Die ukrainische Armee hat in den vergangenen Tagen nach eigenen Angaben zahlreiche Städte und Dörfer in der Region von Charkiw in der Ostukraine zurückerobert. Vielerorts musste sich die russische Armee offenbar zurückziehen. Ob dies ein Wendepunkt im Krieg sein könnte, versucht der ehemalige SRF-Russland-Korrespondent David Nauer einzuschätzen.
SRF News: Was weiss man über die neusten Entwicklungen im Krieg?
David Nauer: Die Ukrainer haben am Wochenende die russischen Verteidigungslinien im Norden des Landes bei Charkiw regelrecht überrannt. Die Russen rechneten offenbar nicht mit diesem Angriff. Sicher weiss man, dass mehrere Städte und Dutzende Dörfer von den ukrainischen Truppen befreit wurden.
Das Ganze ist eine schwere Niederlage für die russische Armee.
Das Gebiet ist wichtig für die Russen – sie haben von dort Teile ihrer Truppen im Donbass südlich von Charkiw versorgt, was jetzt nicht mehr möglich ist. Das Ganze ist also eine schwere Niederlage für die russische Armee. Das gesamte Ausmass ist allerdings noch unklar, alles ist noch im Fluss.
Wie reagiert die Bevölkerung in Russland auf diese Entwicklung?
Viele reagieren gar nicht. So fand am Wochenende in Moskau ein riesiges Volksfest mit Feuerwerk und Tänzen statt – während die russischen Soldaten in der Ukraine fliehen mussten. Das wirkt etwas surreal.
Eine unerhörte Gleichgültigkeit – auch gegenüber den eigenen, russischen Soldaten.
Offenbar sind viele Russinnen und Russen der Meinung, sie könnten sowieso nichts beeinflussen, der Kreml entscheide sowieso, also müssten sie sich nicht darum kümmern, was in der Ukraine passiert. Es ist eine unerhörte Gleichgültigkeit zu spüren – gegenüber den Ukrainerinnen und Ukrainern, aber auch gegenüber der eigenen Soldaten. Kritik kommt von russischen Hardlinern.
Was läuft aus deren Sicht falsch in der Ukraine?
In ihren Augen versagt die russische Armee, der Kreml sei viel zu zögerlich in diesem Krieg. Diese Ultra-Nationalisten und Hardliner fordern eine Generalmobilmachung, damit Hunderttausende Männer in den Krieg gegen die Ukraine ziehen könnten.
Manche fordern den Einsatz einer Atombombe, um die Ukrainer einzuschüchtern.
Im Staatsfernsehen wird auch gefordert, dass die Russen vermehrt zivile Ziele angreifen sollten. Manche fordern sogar den Einsatz einer Atombombe, um die Ukrainer einzuschüchtern.
Welche realistischen Optionen hat Russlands Präsident Wladimir Putin bei seinem Angriffskrieg gegen die Ukraine noch?

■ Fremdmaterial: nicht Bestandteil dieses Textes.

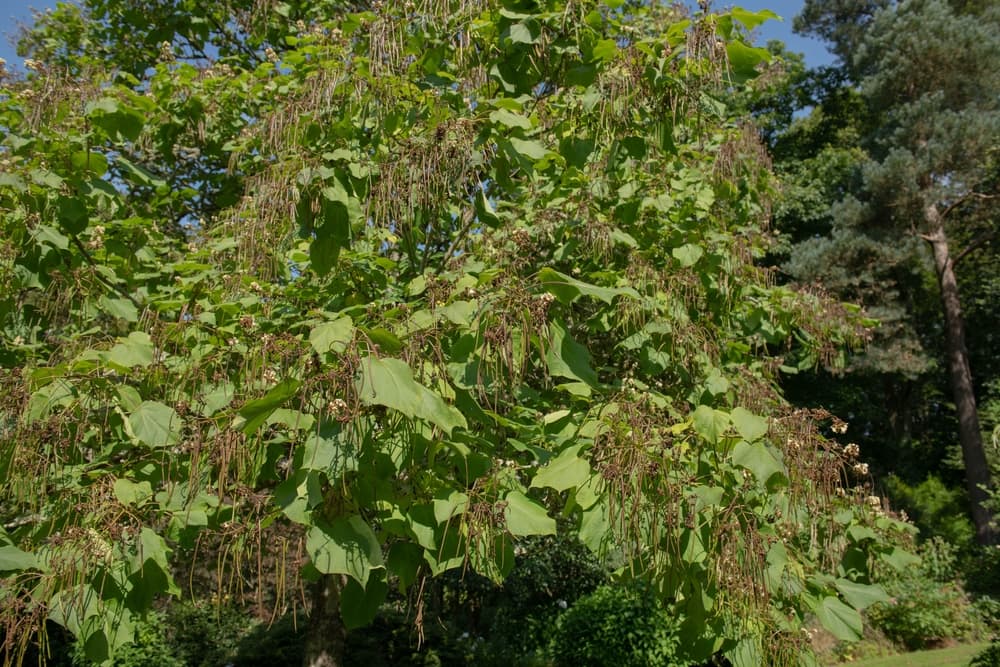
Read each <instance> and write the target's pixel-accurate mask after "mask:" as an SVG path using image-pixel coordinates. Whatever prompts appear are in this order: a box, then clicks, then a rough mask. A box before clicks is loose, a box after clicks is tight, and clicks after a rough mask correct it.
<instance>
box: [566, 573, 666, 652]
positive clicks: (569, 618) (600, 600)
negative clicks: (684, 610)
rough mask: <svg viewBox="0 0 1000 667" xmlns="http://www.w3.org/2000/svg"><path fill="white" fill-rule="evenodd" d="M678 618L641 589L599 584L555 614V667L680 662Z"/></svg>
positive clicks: (647, 589) (655, 597) (654, 598)
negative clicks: (555, 618) (674, 615)
mask: <svg viewBox="0 0 1000 667" xmlns="http://www.w3.org/2000/svg"><path fill="white" fill-rule="evenodd" d="M679 627H680V621H679V620H678V619H677V618H676V617H675V616H674V615H673V614H672V613H671V612H670V611H669V610H668V609H665V608H664V607H662V606H661V605H660V604H659V601H658V600H657V599H656V597H655V596H654V595H653V594H652V592H651V591H649V590H648V589H646V588H634V587H633V588H627V587H622V586H602V587H600V588H598V589H597V590H595V591H594V592H593V593H591V594H589V595H586V596H584V597H582V598H580V599H579V600H578V601H577V602H576V604H574V605H573V606H572V607H570V608H569V609H568V610H567V611H566V612H565V613H564V614H563V615H562V617H561V618H560V619H559V623H558V625H557V627H556V631H555V635H554V637H553V642H552V652H553V654H554V658H555V665H556V667H563V666H567V667H568V666H572V667H591V666H593V667H603V666H604V665H616V666H617V667H682V664H681V663H680V662H678V660H677V658H676V655H677V652H678V650H679V649H680V642H679V640H678V637H677V631H678V628H679Z"/></svg>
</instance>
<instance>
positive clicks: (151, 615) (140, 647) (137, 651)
mask: <svg viewBox="0 0 1000 667" xmlns="http://www.w3.org/2000/svg"><path fill="white" fill-rule="evenodd" d="M71 655H72V658H71V659H72V664H73V667H89V666H90V665H92V664H93V663H92V662H91V661H90V660H88V659H87V656H86V654H85V653H84V648H83V645H82V644H80V643H79V642H77V643H75V644H74V645H73V648H72V654H71ZM109 664H110V665H112V667H185V663H184V661H183V660H181V658H179V657H178V656H177V655H176V654H175V652H174V650H173V648H172V647H171V646H170V643H169V642H168V640H167V633H166V624H165V622H164V617H163V615H162V614H160V613H158V612H150V613H149V614H147V615H146V617H145V618H143V619H140V620H139V621H138V622H137V623H136V625H135V642H134V643H132V644H129V645H127V646H124V647H122V648H121V649H119V650H118V651H116V652H115V656H114V659H113V660H112V661H111V663H109Z"/></svg>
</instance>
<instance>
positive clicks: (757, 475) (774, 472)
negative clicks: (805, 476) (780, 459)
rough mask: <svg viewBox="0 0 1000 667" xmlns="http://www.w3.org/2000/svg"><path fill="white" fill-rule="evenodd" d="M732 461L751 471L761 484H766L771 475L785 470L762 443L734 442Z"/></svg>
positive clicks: (773, 456) (782, 473)
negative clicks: (735, 444)
mask: <svg viewBox="0 0 1000 667" xmlns="http://www.w3.org/2000/svg"><path fill="white" fill-rule="evenodd" d="M733 463H735V464H736V465H738V466H743V467H744V468H746V469H747V470H749V471H750V472H752V473H753V476H754V477H756V478H757V481H759V482H760V483H761V484H766V483H767V481H768V480H769V479H771V476H772V475H775V474H778V473H782V474H784V472H785V467H784V466H783V465H781V463H780V462H779V461H778V460H777V459H776V458H775V457H774V454H772V453H771V450H770V449H769V448H768V447H767V446H766V445H764V444H763V443H755V444H750V443H747V442H738V443H736V446H735V447H733Z"/></svg>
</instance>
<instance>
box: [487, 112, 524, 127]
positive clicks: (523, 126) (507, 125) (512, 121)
mask: <svg viewBox="0 0 1000 667" xmlns="http://www.w3.org/2000/svg"><path fill="white" fill-rule="evenodd" d="M490 120H492V121H493V122H494V123H497V124H499V125H503V126H504V127H509V128H514V129H521V130H530V129H531V121H530V120H528V119H527V118H526V117H524V116H522V115H521V114H519V113H515V112H513V111H510V110H508V109H497V110H496V111H493V112H491V113H490Z"/></svg>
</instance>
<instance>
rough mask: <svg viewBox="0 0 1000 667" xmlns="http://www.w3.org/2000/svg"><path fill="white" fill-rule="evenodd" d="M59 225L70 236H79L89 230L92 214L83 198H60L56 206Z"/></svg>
mask: <svg viewBox="0 0 1000 667" xmlns="http://www.w3.org/2000/svg"><path fill="white" fill-rule="evenodd" d="M56 207H57V209H58V214H57V217H58V219H59V224H60V225H62V228H63V229H65V230H66V231H67V232H69V233H70V234H74V235H75V234H79V233H81V232H82V231H83V230H85V229H86V228H87V220H89V218H90V212H89V211H88V210H87V202H86V201H84V199H83V198H82V197H60V198H59V201H58V203H57V204H56Z"/></svg>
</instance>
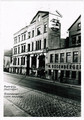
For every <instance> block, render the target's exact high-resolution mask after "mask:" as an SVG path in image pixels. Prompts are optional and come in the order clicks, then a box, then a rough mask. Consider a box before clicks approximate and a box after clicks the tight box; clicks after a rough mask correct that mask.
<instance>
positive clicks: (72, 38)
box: [72, 36, 76, 44]
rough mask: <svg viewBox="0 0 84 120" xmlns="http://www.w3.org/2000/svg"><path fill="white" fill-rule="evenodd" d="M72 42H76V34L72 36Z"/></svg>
mask: <svg viewBox="0 0 84 120" xmlns="http://www.w3.org/2000/svg"><path fill="white" fill-rule="evenodd" d="M72 44H76V36H73V37H72Z"/></svg>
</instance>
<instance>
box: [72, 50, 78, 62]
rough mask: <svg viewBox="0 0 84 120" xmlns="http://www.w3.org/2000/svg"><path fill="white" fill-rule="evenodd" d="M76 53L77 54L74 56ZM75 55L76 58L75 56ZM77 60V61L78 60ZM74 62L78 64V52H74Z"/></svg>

Immer weniger. Offenbar können die Russen mit konventionellen militärischen Mitteln gegen die Ukrainer wenig ausrichten – im Frühling musste schon die Einnahme von Kiew abgeblasen werden, und jetzt stellt sich heraus, dass die Russen nicht einmal im Osten die Front halten können. Die russische Armee ist schwächer, die Kriegstechnologie rückständiger und die Kampfmoral schlechter als gedacht.
Putin könnte die ukrainische Bevölkerung immer noch zermürben und ihr Leben unerträglich machen.
Putin kann die ukrainische Bevölkerung aber immer noch zermürben und ihr Leben unerträglich machen – etwa indem er zivile Infrastrukturen angreift und Strom-, Wasser oder Fernheizungssysteme zerstören lässt. Das wäre im Hinblick auf den nahenden Winter natürlich fatal.
Wie stehen die Chancen für eine diplomatische Lösung?
Die sind derzeit wohl nur klein. Putin hat diesen Krieg begonnen, er kann jetzt nicht einfach abziehen, ohne etwas Substanzielles gewonnen zu haben. Das würde ihn innenpolitisch viel zu stark unter Druck bringen. Und auch die Ukrainer wollen derzeit nicht verhandeln: Sie fühlen sich militärisch stark und wollen besetztes Land zurückerobern. Es besteht also eine Situation, in der niemand reden will, deshalb wird der Krieg vorerst wohl einfach weitergehen.
Das Gespräch führte Ivana Pribakovic.